The city came out with an announcement on Tuesday about the release of the Scott report. In announcing the appointment of Michael Gennaco as interim auditor (a good hire that normally we would focus on), the city announced he would audit the report and it would take about 30 days for him to complete.
That’s reasonable. The problem is this: “The internal affairs investigation and report is a confidential personnel complaint report that cannot be released to the public under California law…”
The explanation given by Harriet Steiner was legally correct, but limited. It was also clear as mud, triggering anger and frustration among many.
This was all very predictable. In the days and weeks following the Picnic Day incident that occurred April 22, 2017, community members and activists pushed for there to be an independent investigation. There was a clear expectation of the need to be able to release the findings to the community. In order words, the public was not going to be satisfied that independent eyes were looking at the report, they wanted to be able to read and evaluate the conclusions of the investigator.
There were immediate missteps in this rollout. The city’s first choice was a bad one – former Sacramento Sheriff John McGuinness. When the Vanguard reported on his talk radio comments about blacks being better off before the 1964 Civil Rights Act, the council recoiled and Mr. McGuinness quickly stepped aside.
The decision to hire former Bush-era US Attorney McGregor Scott was more muted, although his recent appointment by President Trump to re-occupy that post raises some red flags that did not exist in June 2017.
Our concern at the time that he was hired was what the plan was to release the report. The question we asked at that time is what plan was there for releasing the report. Well, the answer we got was vague, and that there would be some sort of public release.
In December we asked City Manager Mike Webb, who was hired by the council with this investigation wrapping up, when the city planned to release the Scott report. The answer he gave was the first week of January.
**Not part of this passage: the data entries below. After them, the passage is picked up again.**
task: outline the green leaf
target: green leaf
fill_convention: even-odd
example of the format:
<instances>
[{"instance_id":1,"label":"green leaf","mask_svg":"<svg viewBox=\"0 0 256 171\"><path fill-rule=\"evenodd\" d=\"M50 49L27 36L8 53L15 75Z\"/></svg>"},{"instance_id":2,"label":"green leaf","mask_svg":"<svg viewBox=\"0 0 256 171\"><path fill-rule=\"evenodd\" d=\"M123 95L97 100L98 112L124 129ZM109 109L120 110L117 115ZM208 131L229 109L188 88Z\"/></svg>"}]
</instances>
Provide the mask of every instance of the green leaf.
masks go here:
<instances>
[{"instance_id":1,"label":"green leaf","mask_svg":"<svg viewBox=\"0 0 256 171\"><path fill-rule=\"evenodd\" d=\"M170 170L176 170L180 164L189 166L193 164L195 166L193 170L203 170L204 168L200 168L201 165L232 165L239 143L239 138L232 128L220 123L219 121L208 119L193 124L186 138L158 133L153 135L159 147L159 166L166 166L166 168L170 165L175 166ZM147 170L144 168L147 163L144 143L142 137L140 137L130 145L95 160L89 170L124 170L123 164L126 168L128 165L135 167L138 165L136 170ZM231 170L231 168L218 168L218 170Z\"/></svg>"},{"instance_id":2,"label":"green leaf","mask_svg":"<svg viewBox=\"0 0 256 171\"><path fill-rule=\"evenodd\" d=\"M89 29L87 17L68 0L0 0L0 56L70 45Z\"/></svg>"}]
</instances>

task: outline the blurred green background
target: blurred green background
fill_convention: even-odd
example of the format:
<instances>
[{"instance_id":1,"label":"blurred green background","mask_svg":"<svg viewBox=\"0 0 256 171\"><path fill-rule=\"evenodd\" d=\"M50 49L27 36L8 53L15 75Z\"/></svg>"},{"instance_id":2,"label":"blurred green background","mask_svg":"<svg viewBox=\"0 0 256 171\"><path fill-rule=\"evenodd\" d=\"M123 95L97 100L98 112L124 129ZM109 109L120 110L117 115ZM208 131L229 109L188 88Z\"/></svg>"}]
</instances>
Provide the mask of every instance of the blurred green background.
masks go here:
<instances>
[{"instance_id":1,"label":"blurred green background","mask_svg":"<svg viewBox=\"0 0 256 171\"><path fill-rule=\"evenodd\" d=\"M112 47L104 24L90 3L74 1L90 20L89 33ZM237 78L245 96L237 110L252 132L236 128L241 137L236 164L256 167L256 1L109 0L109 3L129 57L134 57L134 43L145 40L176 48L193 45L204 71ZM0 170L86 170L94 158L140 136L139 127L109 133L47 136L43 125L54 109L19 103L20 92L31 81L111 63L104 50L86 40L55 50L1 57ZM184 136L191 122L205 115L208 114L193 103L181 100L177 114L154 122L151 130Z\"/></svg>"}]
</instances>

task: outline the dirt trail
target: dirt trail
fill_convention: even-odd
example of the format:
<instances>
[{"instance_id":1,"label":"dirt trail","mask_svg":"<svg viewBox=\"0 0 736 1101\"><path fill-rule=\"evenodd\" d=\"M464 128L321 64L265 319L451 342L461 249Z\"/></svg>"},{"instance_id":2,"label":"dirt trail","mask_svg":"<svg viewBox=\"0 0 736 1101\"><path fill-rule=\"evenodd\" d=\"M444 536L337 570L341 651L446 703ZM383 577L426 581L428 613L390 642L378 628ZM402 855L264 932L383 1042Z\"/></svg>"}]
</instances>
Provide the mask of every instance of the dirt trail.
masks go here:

I asked if there was a possibility of further delay, and he responded that he did not foresee this.
What we learned on Tuesday was something else entirely.
“This was shocking,” William Kelly said during public comment. “Apparently the answer to when this report is coming out is never. I don’t know if this was something that could have been foreseen in December when the city manager’s office said it was forthcoming or over the six-month period, when many of us interpreted your silence as waiting on this report to get the facts.”
He added, “This is a blindside. We have the right to see this report.”
He is not alone.
Francesca Wright with ACLU People Power noted that this was a contracted report, “that was contracted in order to respond to an outcry from the public.
“It’s baffling to me,” she said. “Why isn’t the personnel issue put in a separate report that can be redacted? Why can’t there be public recommendations in the report relating to policies and procedures – that was one of the purposes of that report and as far as I’m concerned they must have failed if there’s a fear of releasing it.
“That concerns me,” she said.
The council was clearly caught off guard. The city manager was clearly caught off guard also and, once again, it appears that the biggest problem falls on the lap of the city attorney and previous City Manager Dirk Brazil. This is the second major time that they dropped the ball here.
Back in May, they allowed John McGuinness to go forward as the investigator without doing reasonable due diligence. The city manager, had he spent just ten minutes would have found, very quickly and easily, giant red flags on the hire of Mr. McGuinness.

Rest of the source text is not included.